The momentum indicators keep feeding some optimism that the latest rally could gain extra legs in the coming sessions. Despite testing its previous limits, the RSI remains elevated above its 50 neutral mark, the MACD is positively charged above its red signal line, and the Stochastics are just entering the overbought territory, all keeping the short-term bias skewed to the upside.
Should the wall around 1,833 collapse, the bulls may face immediate suspension near the 1,845 barrier last seen in the middle of the year. A clear move above the latter could attract significant buying interest, with the price likely advancing up to 1,870, though long-term traders may not participate until the 1,900 – 1,916 ceiling cracks.
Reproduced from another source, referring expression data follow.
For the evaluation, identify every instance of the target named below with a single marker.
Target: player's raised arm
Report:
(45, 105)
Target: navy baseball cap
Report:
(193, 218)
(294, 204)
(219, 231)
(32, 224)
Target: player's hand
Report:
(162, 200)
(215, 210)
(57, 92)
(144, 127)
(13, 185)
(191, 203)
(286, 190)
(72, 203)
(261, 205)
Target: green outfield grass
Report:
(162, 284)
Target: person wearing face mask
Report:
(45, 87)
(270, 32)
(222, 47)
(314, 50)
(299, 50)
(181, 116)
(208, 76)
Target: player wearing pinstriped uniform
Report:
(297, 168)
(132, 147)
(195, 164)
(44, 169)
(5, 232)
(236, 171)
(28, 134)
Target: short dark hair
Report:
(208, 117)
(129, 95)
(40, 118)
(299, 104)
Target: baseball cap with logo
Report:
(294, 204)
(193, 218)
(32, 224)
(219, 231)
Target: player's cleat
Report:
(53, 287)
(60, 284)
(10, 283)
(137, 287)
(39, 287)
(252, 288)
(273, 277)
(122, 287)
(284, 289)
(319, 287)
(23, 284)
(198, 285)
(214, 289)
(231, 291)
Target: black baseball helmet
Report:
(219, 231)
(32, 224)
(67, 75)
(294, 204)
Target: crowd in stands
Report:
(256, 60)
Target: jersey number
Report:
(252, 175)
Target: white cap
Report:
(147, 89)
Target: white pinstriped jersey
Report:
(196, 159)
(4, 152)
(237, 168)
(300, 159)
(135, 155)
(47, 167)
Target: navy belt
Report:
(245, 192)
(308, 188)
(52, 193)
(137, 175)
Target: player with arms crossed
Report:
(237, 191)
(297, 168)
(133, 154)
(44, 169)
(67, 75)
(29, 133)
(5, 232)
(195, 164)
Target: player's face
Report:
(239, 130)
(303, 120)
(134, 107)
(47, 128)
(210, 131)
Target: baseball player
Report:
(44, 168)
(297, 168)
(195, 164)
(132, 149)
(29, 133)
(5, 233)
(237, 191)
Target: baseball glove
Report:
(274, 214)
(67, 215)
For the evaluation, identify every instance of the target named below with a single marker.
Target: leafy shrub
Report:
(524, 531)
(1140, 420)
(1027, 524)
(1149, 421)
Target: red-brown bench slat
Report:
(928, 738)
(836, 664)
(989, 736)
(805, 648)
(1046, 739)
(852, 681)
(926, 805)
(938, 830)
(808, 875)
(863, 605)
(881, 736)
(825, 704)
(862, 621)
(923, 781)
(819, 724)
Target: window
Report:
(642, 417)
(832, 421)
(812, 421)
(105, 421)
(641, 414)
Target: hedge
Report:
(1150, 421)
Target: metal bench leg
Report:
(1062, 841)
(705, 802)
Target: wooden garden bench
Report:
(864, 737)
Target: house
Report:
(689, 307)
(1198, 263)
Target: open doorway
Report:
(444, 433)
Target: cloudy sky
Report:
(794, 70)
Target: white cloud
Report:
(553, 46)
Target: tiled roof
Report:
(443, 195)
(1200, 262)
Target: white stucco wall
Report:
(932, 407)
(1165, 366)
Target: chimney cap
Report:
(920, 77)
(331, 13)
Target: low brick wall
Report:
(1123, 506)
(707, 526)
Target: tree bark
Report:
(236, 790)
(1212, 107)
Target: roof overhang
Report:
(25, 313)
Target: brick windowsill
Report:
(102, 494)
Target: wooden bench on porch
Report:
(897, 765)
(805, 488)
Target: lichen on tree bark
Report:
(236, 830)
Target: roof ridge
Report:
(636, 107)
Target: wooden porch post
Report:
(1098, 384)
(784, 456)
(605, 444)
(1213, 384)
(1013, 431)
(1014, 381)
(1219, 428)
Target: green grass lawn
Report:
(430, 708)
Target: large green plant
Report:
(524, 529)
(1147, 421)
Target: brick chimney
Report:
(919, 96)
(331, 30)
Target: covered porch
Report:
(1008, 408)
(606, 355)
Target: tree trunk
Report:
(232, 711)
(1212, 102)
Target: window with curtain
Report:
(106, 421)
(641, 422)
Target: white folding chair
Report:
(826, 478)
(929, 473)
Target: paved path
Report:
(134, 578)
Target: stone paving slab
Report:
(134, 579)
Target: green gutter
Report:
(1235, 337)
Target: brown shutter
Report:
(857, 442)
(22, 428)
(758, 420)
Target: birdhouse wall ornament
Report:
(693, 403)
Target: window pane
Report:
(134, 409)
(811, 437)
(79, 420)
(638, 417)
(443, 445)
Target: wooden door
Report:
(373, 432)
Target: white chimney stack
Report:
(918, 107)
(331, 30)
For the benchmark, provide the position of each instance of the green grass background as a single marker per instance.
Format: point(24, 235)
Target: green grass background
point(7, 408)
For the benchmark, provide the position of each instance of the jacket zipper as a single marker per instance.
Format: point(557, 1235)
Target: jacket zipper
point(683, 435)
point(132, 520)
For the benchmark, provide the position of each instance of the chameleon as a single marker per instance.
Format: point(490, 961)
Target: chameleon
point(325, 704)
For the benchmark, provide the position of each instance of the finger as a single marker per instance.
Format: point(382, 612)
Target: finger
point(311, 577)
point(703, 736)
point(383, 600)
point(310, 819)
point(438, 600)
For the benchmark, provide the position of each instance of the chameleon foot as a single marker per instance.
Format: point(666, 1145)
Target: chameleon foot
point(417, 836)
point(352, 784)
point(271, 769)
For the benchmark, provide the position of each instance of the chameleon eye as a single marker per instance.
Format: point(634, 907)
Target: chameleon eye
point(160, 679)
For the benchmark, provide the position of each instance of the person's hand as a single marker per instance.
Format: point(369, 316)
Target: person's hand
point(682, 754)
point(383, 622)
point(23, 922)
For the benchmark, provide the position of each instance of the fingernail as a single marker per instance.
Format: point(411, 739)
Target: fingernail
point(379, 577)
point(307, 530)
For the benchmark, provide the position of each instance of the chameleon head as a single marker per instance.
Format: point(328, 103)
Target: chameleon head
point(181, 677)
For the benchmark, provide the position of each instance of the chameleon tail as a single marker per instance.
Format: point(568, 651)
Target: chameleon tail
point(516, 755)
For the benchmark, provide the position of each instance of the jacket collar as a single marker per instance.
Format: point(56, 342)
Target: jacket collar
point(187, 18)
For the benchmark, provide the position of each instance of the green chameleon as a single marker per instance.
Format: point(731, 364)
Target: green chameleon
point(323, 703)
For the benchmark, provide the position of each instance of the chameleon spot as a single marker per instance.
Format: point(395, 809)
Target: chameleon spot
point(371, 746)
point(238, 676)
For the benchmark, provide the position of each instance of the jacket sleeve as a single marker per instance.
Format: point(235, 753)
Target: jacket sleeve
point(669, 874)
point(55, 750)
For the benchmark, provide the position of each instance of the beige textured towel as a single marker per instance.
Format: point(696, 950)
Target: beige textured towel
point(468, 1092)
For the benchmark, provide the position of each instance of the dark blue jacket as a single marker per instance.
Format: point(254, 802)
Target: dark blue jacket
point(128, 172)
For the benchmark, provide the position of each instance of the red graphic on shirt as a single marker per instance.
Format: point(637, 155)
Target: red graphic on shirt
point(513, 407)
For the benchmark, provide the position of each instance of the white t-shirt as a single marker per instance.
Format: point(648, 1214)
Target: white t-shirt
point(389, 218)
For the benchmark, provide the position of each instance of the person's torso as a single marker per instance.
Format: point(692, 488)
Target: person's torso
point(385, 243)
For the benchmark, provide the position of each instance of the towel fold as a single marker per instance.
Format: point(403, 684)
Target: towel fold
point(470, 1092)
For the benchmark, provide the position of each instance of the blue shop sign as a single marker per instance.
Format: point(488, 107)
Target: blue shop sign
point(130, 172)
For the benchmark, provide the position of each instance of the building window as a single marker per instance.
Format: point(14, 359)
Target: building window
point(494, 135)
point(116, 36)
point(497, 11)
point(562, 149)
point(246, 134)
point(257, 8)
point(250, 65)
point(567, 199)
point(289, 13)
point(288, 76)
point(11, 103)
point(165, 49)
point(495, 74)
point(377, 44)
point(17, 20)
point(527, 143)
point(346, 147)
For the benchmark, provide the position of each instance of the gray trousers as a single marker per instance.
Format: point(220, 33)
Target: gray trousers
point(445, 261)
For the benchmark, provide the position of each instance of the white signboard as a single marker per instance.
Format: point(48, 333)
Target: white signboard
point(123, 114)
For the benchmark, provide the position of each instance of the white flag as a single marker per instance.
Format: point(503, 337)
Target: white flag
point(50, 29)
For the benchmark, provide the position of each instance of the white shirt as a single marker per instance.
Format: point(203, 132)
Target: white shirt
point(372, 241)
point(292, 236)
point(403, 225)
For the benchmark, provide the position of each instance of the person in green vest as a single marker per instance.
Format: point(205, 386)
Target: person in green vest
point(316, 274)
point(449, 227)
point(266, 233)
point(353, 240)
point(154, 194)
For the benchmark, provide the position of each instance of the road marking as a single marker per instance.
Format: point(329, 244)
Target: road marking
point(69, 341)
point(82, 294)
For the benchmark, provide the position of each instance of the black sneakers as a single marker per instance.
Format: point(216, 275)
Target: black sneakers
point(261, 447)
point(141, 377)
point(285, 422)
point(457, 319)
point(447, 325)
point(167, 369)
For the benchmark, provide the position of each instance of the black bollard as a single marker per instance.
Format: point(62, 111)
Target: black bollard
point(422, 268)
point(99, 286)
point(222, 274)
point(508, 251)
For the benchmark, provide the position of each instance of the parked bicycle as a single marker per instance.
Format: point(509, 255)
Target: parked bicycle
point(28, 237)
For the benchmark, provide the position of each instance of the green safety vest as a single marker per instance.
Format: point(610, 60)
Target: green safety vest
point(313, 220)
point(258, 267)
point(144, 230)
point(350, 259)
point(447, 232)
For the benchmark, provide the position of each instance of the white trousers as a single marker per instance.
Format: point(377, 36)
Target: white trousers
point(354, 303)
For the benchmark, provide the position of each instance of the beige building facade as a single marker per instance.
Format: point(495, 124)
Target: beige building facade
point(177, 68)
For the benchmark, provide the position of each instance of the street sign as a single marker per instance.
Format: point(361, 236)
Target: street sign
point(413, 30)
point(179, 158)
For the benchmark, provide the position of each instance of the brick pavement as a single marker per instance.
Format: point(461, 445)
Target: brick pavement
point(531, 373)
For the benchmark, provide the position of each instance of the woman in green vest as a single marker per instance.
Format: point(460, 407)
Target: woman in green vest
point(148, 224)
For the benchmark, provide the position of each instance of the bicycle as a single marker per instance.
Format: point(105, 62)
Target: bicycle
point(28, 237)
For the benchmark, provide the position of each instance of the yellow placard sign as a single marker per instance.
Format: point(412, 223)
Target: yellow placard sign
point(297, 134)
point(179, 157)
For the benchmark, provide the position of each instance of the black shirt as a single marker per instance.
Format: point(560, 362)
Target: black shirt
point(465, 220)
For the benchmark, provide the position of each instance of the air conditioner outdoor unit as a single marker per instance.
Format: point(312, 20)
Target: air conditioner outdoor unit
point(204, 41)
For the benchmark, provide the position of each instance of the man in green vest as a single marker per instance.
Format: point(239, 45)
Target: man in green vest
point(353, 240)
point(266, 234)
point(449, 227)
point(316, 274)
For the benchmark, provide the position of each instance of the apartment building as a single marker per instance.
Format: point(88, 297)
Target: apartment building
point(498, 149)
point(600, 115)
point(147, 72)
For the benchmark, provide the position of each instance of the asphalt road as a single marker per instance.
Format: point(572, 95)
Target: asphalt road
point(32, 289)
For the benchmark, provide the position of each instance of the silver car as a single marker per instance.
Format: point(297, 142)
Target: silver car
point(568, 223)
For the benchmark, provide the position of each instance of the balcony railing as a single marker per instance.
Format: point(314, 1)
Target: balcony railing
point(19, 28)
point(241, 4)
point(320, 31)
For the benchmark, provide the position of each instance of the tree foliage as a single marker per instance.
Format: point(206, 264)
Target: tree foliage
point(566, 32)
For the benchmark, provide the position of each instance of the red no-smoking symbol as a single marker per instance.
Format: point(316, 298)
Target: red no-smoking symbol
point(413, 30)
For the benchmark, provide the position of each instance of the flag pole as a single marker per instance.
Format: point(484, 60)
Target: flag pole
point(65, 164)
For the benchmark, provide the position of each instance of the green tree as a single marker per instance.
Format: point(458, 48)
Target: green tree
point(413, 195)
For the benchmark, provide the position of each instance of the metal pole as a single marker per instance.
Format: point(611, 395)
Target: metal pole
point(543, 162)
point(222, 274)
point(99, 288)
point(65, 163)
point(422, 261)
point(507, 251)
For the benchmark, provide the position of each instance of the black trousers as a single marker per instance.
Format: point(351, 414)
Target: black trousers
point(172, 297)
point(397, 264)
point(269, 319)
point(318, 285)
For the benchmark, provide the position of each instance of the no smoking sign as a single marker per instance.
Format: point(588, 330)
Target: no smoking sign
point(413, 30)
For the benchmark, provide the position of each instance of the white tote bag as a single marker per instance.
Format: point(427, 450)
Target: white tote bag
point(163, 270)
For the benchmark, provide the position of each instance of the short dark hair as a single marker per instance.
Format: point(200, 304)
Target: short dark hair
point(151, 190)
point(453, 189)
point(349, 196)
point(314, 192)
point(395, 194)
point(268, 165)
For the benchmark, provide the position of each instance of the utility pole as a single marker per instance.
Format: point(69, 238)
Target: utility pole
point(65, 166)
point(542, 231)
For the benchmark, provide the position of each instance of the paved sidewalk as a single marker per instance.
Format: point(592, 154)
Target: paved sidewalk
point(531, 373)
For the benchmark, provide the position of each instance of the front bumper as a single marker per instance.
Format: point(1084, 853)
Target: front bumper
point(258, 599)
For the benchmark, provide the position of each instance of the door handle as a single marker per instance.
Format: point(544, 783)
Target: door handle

If sellers come into play, the 20- and 200-day simple moving averages (SMAs) may eliminate downside pressures around 1,790. The 23.6% Fibonacci of 1,770 proved a hard obstacle last week. Hence, any close below it could confirm additional losses, probably until the supportive trendline currently seen near the swing low of 1,758. Lower, some consolidation could develop near 1,754 before all eyes turn to September’s bottom line at 1,722.
Summarizing, gold is expected to push for more gains in the short-term, though whether it will clearly exit its three-month-old range area above 1,833 remains to be seen.